Why issue 2- or 3-year paper to take advantage of a slightly negative rate if you then have to further pay for the “license” of storing said cash/liquidity until it is actually needed or used. In other words, if you can float bonds at -5 bps in “yield” and get paid to borrow but then are faced with -10 bps in the interim and have to pay for holding cash, why bother? If you think this is some nutcase, sci-fi dystopian fantasy, consider that only three days after suggesting and implementing tiered-NIRP that the BoJ is already hinting at more! This is not investing, credit, money, finance, etc., it is pure lunacy. No central bank can command the economy to spring to some regression-defined level using all the monetary tactics of the asylum. The entire financial system is on the verge of turning inside out, but nobody will tell the central bankers to stop the madness.
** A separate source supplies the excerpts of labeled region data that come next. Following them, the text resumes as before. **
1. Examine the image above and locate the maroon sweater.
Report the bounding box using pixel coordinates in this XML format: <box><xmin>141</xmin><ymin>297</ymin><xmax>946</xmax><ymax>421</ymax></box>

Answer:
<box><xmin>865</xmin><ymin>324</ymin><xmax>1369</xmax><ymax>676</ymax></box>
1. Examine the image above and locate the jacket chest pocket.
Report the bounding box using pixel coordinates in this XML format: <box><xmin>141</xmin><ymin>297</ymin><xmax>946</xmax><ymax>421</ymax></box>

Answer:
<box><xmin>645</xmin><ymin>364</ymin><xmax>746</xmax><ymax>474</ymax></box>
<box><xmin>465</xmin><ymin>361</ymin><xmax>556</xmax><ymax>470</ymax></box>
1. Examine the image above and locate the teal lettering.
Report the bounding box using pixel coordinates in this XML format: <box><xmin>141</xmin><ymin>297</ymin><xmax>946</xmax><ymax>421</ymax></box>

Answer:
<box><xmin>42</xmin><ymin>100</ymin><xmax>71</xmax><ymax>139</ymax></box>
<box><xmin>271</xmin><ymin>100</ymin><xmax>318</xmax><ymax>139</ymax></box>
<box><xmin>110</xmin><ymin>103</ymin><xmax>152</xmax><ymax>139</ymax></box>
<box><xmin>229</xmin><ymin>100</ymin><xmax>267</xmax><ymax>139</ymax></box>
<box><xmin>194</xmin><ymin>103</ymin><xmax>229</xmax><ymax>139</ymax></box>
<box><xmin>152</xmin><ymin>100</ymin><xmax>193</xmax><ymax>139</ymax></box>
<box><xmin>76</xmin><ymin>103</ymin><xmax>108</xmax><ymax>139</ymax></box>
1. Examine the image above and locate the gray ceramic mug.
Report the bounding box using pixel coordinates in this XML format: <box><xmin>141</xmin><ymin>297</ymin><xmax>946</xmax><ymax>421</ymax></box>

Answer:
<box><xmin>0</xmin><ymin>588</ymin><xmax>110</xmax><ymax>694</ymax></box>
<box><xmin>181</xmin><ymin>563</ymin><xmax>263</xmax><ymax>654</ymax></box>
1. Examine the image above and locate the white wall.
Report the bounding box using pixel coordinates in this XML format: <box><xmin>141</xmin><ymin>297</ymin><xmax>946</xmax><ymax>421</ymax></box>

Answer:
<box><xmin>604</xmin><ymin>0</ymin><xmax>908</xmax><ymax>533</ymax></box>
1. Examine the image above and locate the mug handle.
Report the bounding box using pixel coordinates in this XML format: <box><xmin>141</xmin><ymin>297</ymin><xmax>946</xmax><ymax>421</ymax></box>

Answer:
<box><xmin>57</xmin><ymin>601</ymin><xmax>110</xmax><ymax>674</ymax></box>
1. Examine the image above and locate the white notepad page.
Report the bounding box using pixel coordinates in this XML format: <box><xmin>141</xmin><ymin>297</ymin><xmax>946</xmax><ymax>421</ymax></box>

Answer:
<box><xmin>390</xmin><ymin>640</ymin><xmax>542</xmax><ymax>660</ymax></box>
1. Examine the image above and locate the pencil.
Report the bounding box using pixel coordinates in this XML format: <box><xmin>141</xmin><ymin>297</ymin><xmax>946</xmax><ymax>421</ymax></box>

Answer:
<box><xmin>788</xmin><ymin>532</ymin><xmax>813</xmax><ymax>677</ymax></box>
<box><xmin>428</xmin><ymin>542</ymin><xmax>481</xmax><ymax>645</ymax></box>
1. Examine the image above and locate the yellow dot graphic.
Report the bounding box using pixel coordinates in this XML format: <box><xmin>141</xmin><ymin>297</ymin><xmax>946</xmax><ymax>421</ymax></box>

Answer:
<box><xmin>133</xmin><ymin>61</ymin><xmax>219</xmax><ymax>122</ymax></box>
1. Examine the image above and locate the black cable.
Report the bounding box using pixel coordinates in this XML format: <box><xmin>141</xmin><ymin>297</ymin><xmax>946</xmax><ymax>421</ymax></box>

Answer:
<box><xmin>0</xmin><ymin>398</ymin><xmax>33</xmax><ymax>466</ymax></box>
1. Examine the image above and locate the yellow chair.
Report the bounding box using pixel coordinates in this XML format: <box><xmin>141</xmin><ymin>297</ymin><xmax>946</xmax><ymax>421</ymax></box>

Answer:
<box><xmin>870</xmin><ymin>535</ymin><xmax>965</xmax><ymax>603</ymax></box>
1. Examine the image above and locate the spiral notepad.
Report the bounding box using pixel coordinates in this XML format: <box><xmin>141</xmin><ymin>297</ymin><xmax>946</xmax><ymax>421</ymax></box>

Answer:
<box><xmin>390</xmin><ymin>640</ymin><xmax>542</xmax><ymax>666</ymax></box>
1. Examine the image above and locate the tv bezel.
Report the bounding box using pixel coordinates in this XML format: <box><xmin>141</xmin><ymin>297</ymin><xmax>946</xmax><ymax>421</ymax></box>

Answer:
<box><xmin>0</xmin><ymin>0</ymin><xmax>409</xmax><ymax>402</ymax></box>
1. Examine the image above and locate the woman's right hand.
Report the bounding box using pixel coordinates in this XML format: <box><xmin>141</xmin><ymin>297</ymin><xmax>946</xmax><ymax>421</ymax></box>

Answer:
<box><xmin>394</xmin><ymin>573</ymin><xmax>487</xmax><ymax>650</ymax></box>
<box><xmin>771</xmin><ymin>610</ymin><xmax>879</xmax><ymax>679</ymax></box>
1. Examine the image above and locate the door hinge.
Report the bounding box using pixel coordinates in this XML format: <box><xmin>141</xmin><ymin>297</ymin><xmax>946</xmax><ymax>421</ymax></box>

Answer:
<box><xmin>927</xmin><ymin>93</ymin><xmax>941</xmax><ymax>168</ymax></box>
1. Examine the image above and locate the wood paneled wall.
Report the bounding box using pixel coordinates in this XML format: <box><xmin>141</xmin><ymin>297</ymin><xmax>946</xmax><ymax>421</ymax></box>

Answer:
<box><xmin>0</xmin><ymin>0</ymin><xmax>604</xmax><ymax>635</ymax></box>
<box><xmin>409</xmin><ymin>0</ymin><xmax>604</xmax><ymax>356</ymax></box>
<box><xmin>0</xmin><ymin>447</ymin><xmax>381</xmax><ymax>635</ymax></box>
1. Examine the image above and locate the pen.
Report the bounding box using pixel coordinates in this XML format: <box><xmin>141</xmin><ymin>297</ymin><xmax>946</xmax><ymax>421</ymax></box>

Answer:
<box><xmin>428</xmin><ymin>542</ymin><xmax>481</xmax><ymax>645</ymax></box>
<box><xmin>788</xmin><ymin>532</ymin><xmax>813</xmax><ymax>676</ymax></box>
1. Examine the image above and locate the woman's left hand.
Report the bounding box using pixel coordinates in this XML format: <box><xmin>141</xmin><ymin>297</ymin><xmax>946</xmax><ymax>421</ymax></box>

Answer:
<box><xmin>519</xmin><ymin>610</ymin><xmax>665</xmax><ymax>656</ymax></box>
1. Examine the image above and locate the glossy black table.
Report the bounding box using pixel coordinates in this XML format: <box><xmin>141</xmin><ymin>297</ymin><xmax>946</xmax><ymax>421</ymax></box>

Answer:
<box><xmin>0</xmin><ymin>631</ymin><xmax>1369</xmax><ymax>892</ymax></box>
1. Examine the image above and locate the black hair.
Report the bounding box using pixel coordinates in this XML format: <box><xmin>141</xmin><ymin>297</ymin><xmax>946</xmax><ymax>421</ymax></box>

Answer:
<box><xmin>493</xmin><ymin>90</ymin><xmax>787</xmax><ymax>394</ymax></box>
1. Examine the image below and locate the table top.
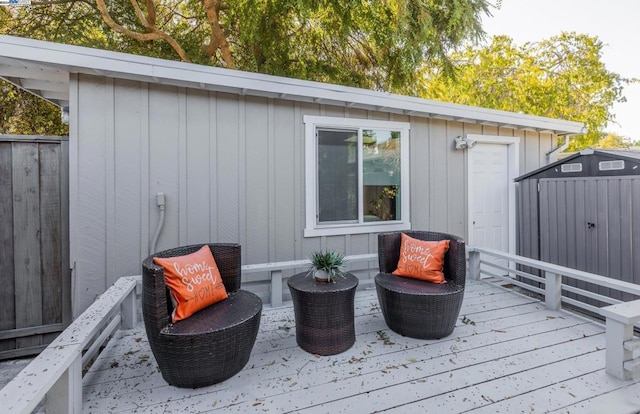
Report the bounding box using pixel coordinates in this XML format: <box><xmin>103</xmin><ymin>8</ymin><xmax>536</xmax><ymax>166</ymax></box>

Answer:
<box><xmin>287</xmin><ymin>272</ymin><xmax>358</xmax><ymax>293</ymax></box>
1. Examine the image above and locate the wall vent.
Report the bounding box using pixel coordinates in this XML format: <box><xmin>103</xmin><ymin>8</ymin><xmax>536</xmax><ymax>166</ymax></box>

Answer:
<box><xmin>599</xmin><ymin>160</ymin><xmax>624</xmax><ymax>171</ymax></box>
<box><xmin>560</xmin><ymin>162</ymin><xmax>582</xmax><ymax>173</ymax></box>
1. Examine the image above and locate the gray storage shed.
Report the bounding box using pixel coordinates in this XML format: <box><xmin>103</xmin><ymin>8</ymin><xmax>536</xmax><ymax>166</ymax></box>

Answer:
<box><xmin>515</xmin><ymin>149</ymin><xmax>640</xmax><ymax>303</ymax></box>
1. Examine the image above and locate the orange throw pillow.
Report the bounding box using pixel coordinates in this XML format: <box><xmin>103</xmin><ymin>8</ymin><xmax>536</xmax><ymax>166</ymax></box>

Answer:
<box><xmin>153</xmin><ymin>245</ymin><xmax>227</xmax><ymax>323</ymax></box>
<box><xmin>392</xmin><ymin>233</ymin><xmax>449</xmax><ymax>283</ymax></box>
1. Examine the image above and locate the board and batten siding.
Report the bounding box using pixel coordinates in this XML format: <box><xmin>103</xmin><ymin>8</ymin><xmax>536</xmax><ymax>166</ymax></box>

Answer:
<box><xmin>70</xmin><ymin>75</ymin><xmax>552</xmax><ymax>315</ymax></box>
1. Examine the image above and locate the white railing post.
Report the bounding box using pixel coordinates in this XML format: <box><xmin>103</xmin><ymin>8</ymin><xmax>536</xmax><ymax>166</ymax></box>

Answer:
<box><xmin>45</xmin><ymin>353</ymin><xmax>82</xmax><ymax>414</ymax></box>
<box><xmin>120</xmin><ymin>287</ymin><xmax>138</xmax><ymax>329</ymax></box>
<box><xmin>544</xmin><ymin>272</ymin><xmax>562</xmax><ymax>310</ymax></box>
<box><xmin>600</xmin><ymin>300</ymin><xmax>640</xmax><ymax>380</ymax></box>
<box><xmin>271</xmin><ymin>270</ymin><xmax>282</xmax><ymax>308</ymax></box>
<box><xmin>469</xmin><ymin>249</ymin><xmax>480</xmax><ymax>280</ymax></box>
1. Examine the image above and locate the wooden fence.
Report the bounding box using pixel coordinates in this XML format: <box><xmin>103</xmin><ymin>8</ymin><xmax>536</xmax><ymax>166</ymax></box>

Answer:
<box><xmin>0</xmin><ymin>135</ymin><xmax>71</xmax><ymax>359</ymax></box>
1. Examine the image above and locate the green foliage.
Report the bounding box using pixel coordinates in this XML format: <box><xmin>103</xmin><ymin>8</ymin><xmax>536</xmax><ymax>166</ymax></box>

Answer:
<box><xmin>593</xmin><ymin>133</ymin><xmax>633</xmax><ymax>149</ymax></box>
<box><xmin>421</xmin><ymin>33</ymin><xmax>628</xmax><ymax>150</ymax></box>
<box><xmin>307</xmin><ymin>250</ymin><xmax>344</xmax><ymax>282</ymax></box>
<box><xmin>0</xmin><ymin>0</ymin><xmax>491</xmax><ymax>134</ymax></box>
<box><xmin>0</xmin><ymin>80</ymin><xmax>69</xmax><ymax>136</ymax></box>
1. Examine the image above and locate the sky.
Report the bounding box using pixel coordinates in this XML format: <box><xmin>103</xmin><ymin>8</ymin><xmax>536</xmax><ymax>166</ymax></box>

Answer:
<box><xmin>483</xmin><ymin>0</ymin><xmax>640</xmax><ymax>141</ymax></box>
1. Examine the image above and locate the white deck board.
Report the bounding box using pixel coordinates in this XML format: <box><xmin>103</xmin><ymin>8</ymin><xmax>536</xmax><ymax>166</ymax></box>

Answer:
<box><xmin>84</xmin><ymin>282</ymin><xmax>640</xmax><ymax>413</ymax></box>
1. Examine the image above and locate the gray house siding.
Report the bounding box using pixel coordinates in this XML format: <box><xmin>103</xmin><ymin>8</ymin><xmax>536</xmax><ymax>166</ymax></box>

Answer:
<box><xmin>70</xmin><ymin>74</ymin><xmax>553</xmax><ymax>315</ymax></box>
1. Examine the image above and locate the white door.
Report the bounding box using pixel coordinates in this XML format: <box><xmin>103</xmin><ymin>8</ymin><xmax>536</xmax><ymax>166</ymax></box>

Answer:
<box><xmin>469</xmin><ymin>143</ymin><xmax>511</xmax><ymax>252</ymax></box>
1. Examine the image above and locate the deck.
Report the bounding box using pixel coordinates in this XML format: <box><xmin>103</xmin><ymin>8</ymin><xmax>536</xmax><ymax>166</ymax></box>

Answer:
<box><xmin>83</xmin><ymin>281</ymin><xmax>640</xmax><ymax>413</ymax></box>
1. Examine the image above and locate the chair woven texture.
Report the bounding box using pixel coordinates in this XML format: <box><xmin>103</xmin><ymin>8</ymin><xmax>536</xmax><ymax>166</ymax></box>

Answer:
<box><xmin>142</xmin><ymin>243</ymin><xmax>262</xmax><ymax>388</ymax></box>
<box><xmin>375</xmin><ymin>231</ymin><xmax>466</xmax><ymax>339</ymax></box>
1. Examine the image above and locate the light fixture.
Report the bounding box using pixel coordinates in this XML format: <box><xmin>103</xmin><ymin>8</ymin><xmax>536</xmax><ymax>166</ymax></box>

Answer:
<box><xmin>60</xmin><ymin>106</ymin><xmax>69</xmax><ymax>125</ymax></box>
<box><xmin>454</xmin><ymin>136</ymin><xmax>478</xmax><ymax>150</ymax></box>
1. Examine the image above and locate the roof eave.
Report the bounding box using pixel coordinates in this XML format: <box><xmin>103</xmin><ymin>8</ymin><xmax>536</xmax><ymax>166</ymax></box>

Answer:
<box><xmin>0</xmin><ymin>35</ymin><xmax>585</xmax><ymax>135</ymax></box>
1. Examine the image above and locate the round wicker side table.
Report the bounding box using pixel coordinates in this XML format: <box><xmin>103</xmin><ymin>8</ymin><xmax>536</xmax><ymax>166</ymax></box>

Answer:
<box><xmin>287</xmin><ymin>273</ymin><xmax>358</xmax><ymax>355</ymax></box>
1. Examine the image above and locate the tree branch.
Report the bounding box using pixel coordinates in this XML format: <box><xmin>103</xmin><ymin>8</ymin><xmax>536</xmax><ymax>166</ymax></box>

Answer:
<box><xmin>96</xmin><ymin>0</ymin><xmax>189</xmax><ymax>62</ymax></box>
<box><xmin>202</xmin><ymin>0</ymin><xmax>235</xmax><ymax>69</ymax></box>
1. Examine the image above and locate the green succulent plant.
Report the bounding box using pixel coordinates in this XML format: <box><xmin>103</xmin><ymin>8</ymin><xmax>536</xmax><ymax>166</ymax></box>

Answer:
<box><xmin>307</xmin><ymin>250</ymin><xmax>345</xmax><ymax>283</ymax></box>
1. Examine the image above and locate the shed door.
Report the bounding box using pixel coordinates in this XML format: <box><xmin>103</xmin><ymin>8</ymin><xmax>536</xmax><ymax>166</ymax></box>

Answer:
<box><xmin>469</xmin><ymin>143</ymin><xmax>510</xmax><ymax>252</ymax></box>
When these global central banks first experimented with these kinds of measures, they seemed plausible in that basic sense of easing as if there were a “printing press.” What we see now far more clearly is that there is no such thing and that there never was under the wholesale format; that banking and monetary plumbing is far more dense, compact and complex than ever perceived by economists who still think there is a printing press (and that all they need to do is threaten to use it). That’s what these nefarious monetary schemes amount to, repackaging attempts that will play upon expectations first – another mathematical quantification that has befouled the whole suite of monetary policy.

“Quantitative and Qualitative Monetary Easing (QQE) with a Negative Interest Rate” is the big-mouth can of monetary policy. But while repackaging-type advertising is ultimately harmless, in the monetary version it is as if the BoJ determined the only way it could achieve the 8% wider mouth was if the entire can were instead made of pure lead flecked with uranium and cyanide. Why won’t the economy grow?